Description: Overview of computer usage in the health care insurance industry. Covers various on-line systems/applications, benefit plans and screens, eligibility, pre-certification, and claims pricing. Claims processing emphasized.



MCCCD Official Course Competencies
1. Review the types of benefit plans. (I)
2. Differentiate between a Preferred Provider Organization (PPO), an Exclusive Provider Organization (EPO), and a Health Maintenance Organization (HMO). (I)
3. Access various benefit screens. (II)
4. Identify fields containing key benefit information. (II)
5. Explain the establishment of the Affordable Care Act (ACA). (III)
6. Explain important provisions of the Affordable Care Act (ACA) and how they affect the insurance industry. (III)
7. Summarize the policies and procedures for the Health Insurance Portability and Accountability Act (HIPAA). (III)
8. Determine member and provider eligibility. (IV)
9. Recognize individual versus employer group contracts. (IV)
10. Evaluate types of contracts for the service provider. (IV)
11. Discuss elements of provider`s contract. (IV)
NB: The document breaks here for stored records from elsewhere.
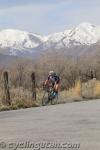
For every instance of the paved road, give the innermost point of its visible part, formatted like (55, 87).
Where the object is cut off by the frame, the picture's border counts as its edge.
(76, 123)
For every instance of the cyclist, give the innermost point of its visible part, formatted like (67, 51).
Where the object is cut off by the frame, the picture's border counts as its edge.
(54, 81)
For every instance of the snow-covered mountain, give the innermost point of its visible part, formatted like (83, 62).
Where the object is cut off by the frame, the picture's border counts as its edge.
(21, 43)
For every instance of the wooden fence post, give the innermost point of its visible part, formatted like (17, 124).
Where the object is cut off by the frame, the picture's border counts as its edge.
(6, 89)
(33, 86)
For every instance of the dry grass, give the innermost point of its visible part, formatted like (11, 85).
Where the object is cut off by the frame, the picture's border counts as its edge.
(22, 98)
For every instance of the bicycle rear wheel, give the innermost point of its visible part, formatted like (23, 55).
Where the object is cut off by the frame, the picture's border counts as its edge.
(54, 100)
(45, 99)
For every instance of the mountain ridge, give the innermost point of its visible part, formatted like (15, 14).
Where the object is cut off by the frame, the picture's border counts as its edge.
(21, 43)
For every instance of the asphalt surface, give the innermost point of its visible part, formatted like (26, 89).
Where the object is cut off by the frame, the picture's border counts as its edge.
(64, 124)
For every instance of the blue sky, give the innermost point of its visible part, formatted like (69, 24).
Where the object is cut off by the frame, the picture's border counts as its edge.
(47, 16)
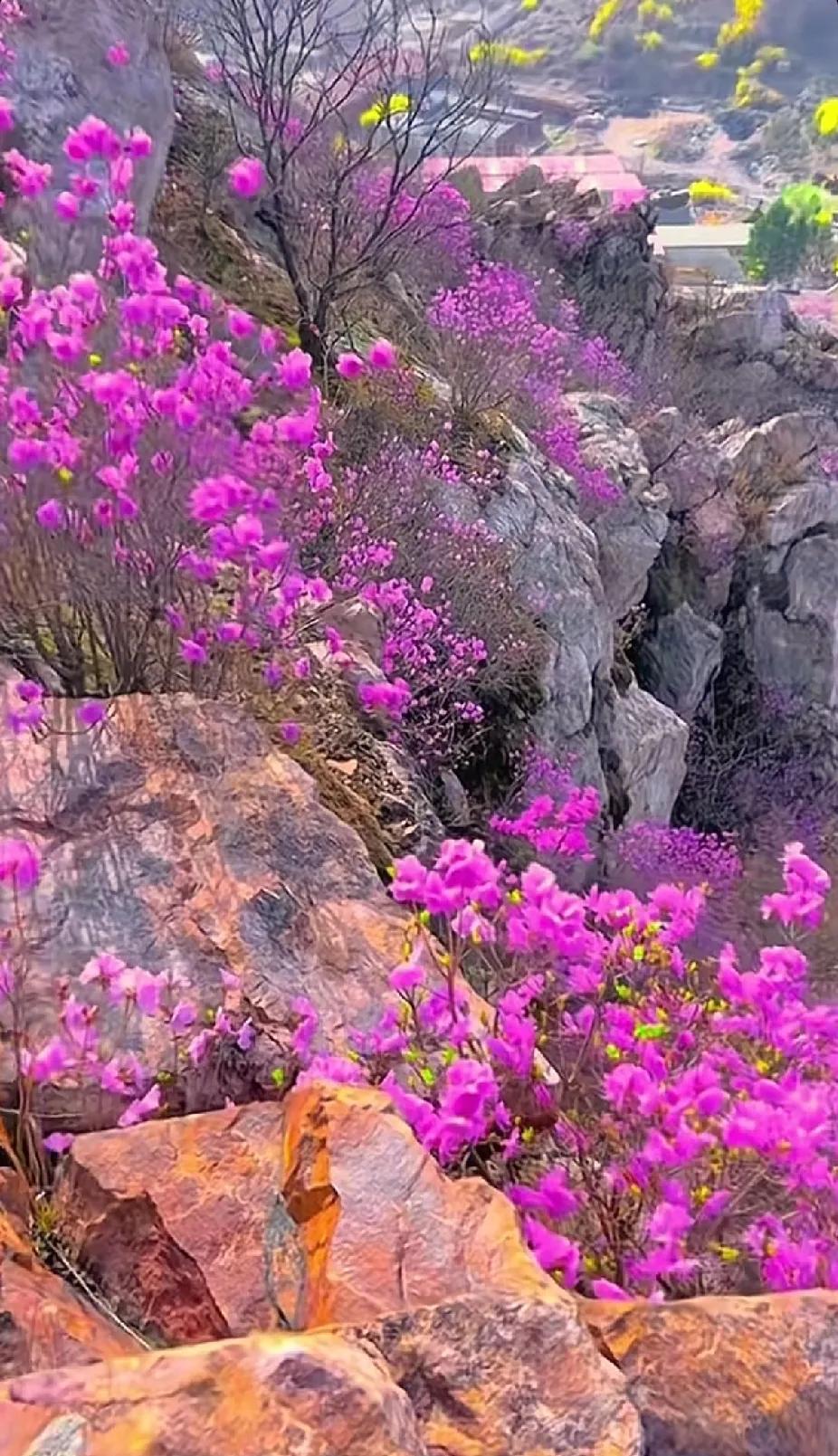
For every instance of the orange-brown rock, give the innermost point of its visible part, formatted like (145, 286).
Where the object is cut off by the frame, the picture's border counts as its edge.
(492, 1376)
(380, 1226)
(176, 837)
(320, 1210)
(271, 1395)
(729, 1376)
(177, 1221)
(43, 1321)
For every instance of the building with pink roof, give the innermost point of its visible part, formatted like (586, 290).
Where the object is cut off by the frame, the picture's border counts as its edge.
(596, 171)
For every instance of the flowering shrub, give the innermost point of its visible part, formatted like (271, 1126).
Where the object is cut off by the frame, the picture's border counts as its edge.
(167, 463)
(663, 1126)
(126, 1037)
(500, 356)
(684, 855)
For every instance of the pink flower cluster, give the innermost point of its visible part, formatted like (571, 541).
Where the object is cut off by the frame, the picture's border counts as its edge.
(112, 1008)
(661, 1124)
(502, 354)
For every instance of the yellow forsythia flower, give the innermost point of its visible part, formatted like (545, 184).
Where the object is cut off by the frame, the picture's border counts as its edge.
(396, 105)
(603, 19)
(826, 117)
(708, 191)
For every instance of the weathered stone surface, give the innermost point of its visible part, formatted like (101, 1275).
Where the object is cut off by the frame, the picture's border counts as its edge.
(383, 1229)
(799, 509)
(311, 1395)
(181, 841)
(60, 76)
(715, 532)
(323, 1210)
(780, 452)
(729, 1376)
(179, 1222)
(680, 659)
(793, 623)
(643, 746)
(754, 322)
(557, 576)
(661, 435)
(43, 1321)
(632, 530)
(507, 1377)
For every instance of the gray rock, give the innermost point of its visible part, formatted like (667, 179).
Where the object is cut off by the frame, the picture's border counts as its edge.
(793, 623)
(643, 747)
(756, 320)
(776, 453)
(662, 435)
(632, 532)
(691, 476)
(797, 509)
(680, 659)
(60, 76)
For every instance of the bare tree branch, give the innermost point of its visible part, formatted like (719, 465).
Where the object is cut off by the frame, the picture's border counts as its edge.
(345, 203)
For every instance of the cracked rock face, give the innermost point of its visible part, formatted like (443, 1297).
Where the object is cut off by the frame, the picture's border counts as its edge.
(60, 76)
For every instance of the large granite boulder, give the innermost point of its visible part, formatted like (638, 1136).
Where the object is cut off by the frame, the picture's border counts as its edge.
(643, 747)
(729, 1376)
(43, 1319)
(680, 659)
(557, 576)
(320, 1210)
(311, 1395)
(792, 623)
(62, 74)
(179, 839)
(629, 532)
12. Determine if a claim was entered and processed correctly. (V)
13. Explain the steps of adjudication and the collection points used for claims processing. (V)
14. Summarize data correction procedures required to process a claim. (V)
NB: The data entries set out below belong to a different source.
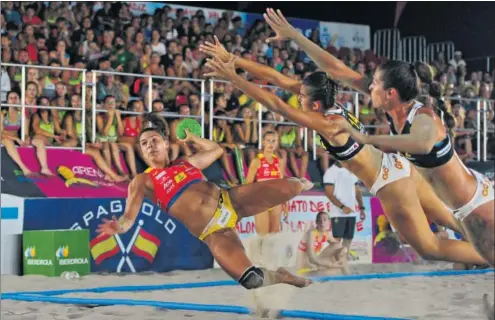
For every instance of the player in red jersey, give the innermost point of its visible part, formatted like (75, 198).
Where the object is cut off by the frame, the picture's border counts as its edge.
(208, 212)
(267, 166)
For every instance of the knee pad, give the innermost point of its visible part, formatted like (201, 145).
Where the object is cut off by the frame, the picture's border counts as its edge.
(252, 278)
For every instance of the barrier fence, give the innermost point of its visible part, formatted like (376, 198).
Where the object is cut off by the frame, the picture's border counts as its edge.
(482, 107)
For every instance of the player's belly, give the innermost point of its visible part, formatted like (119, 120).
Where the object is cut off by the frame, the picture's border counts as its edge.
(452, 183)
(196, 206)
(365, 165)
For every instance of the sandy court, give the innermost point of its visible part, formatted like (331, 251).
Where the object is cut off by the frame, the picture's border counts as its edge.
(451, 297)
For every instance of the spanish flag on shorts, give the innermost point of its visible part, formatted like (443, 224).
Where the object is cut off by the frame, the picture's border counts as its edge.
(103, 247)
(146, 245)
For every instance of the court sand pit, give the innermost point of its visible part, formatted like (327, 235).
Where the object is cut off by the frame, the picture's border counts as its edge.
(416, 297)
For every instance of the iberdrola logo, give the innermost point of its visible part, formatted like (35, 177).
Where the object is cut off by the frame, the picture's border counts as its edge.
(30, 252)
(30, 255)
(62, 252)
(62, 255)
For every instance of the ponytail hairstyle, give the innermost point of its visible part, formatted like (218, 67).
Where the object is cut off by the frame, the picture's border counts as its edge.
(154, 122)
(425, 74)
(321, 88)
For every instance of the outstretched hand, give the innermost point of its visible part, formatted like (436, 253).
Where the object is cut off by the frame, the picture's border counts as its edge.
(189, 137)
(279, 24)
(216, 51)
(221, 70)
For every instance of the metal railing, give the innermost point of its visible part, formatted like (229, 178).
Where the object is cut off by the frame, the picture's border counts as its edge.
(23, 105)
(481, 108)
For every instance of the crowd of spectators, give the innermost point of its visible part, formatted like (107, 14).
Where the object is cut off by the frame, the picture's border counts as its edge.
(162, 44)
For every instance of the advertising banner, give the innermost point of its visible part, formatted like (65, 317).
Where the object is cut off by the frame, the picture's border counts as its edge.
(486, 168)
(12, 214)
(387, 246)
(302, 214)
(156, 242)
(345, 35)
(14, 182)
(51, 252)
(75, 175)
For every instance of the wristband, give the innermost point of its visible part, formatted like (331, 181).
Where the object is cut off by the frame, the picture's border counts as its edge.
(123, 222)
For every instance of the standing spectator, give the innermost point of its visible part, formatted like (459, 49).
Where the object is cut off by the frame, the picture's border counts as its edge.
(11, 14)
(5, 86)
(342, 190)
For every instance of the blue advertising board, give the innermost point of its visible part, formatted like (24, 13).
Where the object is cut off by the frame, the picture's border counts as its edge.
(156, 242)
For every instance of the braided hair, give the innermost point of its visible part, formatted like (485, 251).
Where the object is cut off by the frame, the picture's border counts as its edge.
(425, 74)
(321, 88)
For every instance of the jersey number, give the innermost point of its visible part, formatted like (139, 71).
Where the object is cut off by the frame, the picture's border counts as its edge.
(179, 177)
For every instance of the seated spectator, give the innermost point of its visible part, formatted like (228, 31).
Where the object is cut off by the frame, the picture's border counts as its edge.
(72, 124)
(145, 60)
(138, 47)
(47, 131)
(72, 139)
(222, 134)
(245, 133)
(109, 87)
(462, 140)
(292, 141)
(177, 69)
(321, 152)
(50, 81)
(270, 116)
(319, 251)
(109, 126)
(156, 44)
(155, 68)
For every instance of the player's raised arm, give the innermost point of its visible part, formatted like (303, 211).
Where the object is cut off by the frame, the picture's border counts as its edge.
(335, 68)
(259, 71)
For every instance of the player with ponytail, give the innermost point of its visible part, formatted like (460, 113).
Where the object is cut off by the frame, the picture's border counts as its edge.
(180, 189)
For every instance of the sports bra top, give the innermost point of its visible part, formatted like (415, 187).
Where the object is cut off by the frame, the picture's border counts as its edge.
(441, 153)
(169, 183)
(12, 126)
(268, 170)
(351, 147)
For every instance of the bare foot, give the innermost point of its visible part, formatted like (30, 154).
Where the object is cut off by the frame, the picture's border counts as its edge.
(26, 172)
(288, 278)
(488, 309)
(46, 172)
(307, 185)
(121, 178)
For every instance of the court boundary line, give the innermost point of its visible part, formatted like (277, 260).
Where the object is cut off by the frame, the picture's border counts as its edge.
(188, 306)
(222, 283)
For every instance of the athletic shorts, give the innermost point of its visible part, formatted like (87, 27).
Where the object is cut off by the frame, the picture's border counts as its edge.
(394, 167)
(484, 193)
(225, 216)
(343, 227)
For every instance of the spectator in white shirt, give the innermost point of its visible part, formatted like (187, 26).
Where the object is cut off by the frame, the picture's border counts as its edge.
(344, 193)
(5, 85)
(457, 61)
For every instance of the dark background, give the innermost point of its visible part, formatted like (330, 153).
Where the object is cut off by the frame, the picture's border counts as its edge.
(470, 25)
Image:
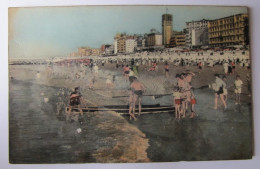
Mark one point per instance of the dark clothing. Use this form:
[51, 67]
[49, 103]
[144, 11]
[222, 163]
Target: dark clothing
[139, 93]
[75, 100]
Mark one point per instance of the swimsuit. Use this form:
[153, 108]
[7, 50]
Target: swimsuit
[138, 92]
[178, 101]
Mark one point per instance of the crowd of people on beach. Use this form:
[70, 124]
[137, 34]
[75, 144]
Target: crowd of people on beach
[183, 92]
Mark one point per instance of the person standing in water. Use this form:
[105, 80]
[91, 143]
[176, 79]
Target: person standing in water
[75, 100]
[238, 88]
[137, 89]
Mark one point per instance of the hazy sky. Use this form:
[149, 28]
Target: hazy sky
[57, 31]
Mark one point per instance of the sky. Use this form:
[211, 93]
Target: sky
[39, 32]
15. Practice data corrections. (V)
MCCCD Official Course Competencies must be coordinated with the content outline so that each major point in the outline serves one or more competencies. MCCCD faculty retains authority in determining the pedagogical approach, methodology, content sequencing, and assessment metrics for student work. Please see individual course syllabi for additional information, including specific course requirements.
 
MCCCD Official Course Outline
I. Benefit plans
   A. Types
   B. Preferred Provider Organization (PPO)
   C. Exclusive Provider Organization (EPO)
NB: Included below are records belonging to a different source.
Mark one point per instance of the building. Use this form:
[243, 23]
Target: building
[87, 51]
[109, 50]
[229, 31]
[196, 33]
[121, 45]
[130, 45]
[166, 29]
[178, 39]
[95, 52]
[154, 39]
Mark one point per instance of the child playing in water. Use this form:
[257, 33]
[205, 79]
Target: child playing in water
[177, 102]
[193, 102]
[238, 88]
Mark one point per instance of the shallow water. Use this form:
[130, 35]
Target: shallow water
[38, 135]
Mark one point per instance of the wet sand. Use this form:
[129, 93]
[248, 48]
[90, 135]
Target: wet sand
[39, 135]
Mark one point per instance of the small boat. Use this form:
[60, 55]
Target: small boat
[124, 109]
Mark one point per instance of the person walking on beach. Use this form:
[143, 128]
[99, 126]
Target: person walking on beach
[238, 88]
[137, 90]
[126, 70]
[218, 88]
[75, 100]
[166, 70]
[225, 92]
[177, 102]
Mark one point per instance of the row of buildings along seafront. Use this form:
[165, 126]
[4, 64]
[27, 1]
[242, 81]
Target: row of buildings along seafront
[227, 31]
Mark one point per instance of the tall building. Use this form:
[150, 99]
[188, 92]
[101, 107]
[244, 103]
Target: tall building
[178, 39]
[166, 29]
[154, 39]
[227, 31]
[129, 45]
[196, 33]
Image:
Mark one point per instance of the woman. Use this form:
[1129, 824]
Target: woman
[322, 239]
   D. Health Maintenance Organization (HMO)
II. Benefit screens
   A. Terms
   B. Access
   C. Field descriptions
III. Regulations
   A. Affordable Care Act (ACA)
      1. Health reform
      2. Health insurance marketplace
      3. Health plans
   B. Health Insurance Portability and Accountability Act (HIPAA)
IV. Eligibility
   A. Subscriber/member
   B. Employer groups
      1. Small group
      2. Large group
   C. Service provider
      1. Contracted
      2. Non-contracted
      3. Multiple provider contracts
V. Claims processing
   A. Key fields and descriptions
   B. Claim remarks
   C. Steps of adjudication validation
   D. Data corrections procedures
   E. Process pending claims
 
MCCCD Governing Board Approval Date: May 1, 2018

All information published is subject to change without notice. Every effort has been made to ensure the accuracy of information presented, but based on the dynamic nature of the curricular process, course and program information is subject to change in order to reflect the most current information available.